Makki Khorchani uses data from eddy covariance towers to compare different ways of managing agricultural land. The towers measure greenhouse gases like carbon dioxide, methane, water and nitrous oxide.
Makki Khorchani uses data from eddy covariance towers to compare different ways of managing agricultural land. The towers measure greenhouse gases like carbon dioxide, methane, water and nitrous oxide.

By Ronica Stromberg

For Makki Khorchani, figuring out the best way to manage agricultural land is similar to working a math equation. He uses historical data and models to identify management practices most likely to best benefit all.

“It's like an equation,” the ecosystem modeler said. “You are always trying to change those parameters of the equation and look to the result.”

Some of the parameters he is studying in Long-Term Agroecosystem Research Network projects are productivity, changes in soil properties, greenhouse gas emissions and changes in the water cycle. He recently published his first paper related to his LTAR work in Agricultural Water Management. In it, he and his coauthors compared three systems: irrigated continuous corn, irrigated corn-soybean rotation and rain-fed, corn-soybean rotation. They found the most water-efficient system was the irrigated corn-soybean rotation.

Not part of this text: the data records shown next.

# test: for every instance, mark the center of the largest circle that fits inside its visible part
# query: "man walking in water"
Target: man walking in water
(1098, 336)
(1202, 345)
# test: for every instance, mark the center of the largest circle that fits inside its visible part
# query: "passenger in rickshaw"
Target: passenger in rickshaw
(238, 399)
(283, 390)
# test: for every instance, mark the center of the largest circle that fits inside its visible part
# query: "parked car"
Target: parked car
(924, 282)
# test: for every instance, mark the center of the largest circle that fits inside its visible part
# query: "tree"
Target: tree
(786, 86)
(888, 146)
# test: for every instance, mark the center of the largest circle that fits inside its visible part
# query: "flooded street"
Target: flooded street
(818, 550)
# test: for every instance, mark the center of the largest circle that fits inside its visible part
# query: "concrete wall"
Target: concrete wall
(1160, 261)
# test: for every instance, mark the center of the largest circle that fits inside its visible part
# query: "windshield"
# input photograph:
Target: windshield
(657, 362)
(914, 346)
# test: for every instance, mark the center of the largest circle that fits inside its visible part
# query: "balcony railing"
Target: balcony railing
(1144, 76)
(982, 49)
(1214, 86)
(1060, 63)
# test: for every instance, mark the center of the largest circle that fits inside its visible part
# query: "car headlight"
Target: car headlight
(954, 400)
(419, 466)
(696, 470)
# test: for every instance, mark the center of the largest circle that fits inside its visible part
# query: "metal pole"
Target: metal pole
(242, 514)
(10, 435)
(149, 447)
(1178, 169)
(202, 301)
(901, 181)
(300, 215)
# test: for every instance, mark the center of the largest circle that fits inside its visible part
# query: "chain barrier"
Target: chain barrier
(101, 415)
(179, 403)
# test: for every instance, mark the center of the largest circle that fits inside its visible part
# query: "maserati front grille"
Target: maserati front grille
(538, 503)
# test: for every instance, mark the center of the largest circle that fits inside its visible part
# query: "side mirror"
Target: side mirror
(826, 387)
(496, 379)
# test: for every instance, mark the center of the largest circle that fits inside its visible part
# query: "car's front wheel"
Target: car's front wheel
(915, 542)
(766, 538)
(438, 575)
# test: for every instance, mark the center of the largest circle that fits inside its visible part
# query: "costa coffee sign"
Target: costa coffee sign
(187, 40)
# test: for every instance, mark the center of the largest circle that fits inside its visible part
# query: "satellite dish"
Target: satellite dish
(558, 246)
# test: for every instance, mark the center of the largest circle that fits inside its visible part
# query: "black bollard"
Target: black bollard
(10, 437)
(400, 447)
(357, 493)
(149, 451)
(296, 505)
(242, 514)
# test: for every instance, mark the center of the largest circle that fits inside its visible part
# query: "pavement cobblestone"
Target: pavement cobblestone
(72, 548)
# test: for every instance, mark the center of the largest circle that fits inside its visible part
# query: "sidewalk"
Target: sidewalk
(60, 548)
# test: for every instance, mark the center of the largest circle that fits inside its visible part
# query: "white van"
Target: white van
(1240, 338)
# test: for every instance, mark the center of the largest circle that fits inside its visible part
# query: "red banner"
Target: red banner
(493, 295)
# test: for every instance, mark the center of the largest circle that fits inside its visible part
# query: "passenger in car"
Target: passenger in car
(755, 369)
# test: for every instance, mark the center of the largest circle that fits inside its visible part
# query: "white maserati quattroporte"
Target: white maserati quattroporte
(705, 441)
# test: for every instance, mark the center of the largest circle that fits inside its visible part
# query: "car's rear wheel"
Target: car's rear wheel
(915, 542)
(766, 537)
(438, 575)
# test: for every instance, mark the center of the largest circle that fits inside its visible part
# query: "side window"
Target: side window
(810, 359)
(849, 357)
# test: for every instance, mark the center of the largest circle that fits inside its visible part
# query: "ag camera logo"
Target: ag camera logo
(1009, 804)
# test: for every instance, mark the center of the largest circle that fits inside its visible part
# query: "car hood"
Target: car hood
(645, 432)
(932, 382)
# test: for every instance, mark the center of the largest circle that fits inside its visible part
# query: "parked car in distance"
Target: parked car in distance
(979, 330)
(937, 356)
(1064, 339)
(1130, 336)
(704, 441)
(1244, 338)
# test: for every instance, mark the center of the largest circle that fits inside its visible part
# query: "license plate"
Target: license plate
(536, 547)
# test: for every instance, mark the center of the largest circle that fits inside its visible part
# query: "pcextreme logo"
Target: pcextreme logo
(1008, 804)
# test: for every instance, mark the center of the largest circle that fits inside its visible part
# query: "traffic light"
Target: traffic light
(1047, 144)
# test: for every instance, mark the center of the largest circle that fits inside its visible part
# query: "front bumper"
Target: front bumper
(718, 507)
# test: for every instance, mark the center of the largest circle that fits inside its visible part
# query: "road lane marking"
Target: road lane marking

On the Grand Challenges ADAPT project, Khorchani leads the data management and integration work, focusing mostly on greenhouse gas emissions and productivity in grazing systems in Nebraska. The team is using eddy covariance towers and remote sensing to estimate gases in the air.

“We're trying, at the end, to develop tools that farmers and stakeholders can use to estimate their carbon uptake in those rangelands so they can more or less tell if their rangelands are capturing carbon or are emitting carbon,” he said.

Hired as a postdoc in June 2022, he became a research assistant professor in March 2024. He had earned his doctorate and master’s degree in Spain and undergraduate degree in Tunisia, where he grew up.

Although he studied changes in agricultural land management in Spain also, such studies in Nebraska differ in many ways, he said. The largest differences he noted are that Nebraska has greater funding available and far more use of technology. He had not, for example, worked on data from eddy covariance towers before. These towers can measure gases like carbon dioxide, methane and nitrous oxide in the air. All 18 LTAR sites have used the towers and make the data available to LTAR researchers.

“That's not something you can get in many other places,” he said. “It's not easy to have that information. And having these data going back 20 years of eddy covariance measurements, that's huge!”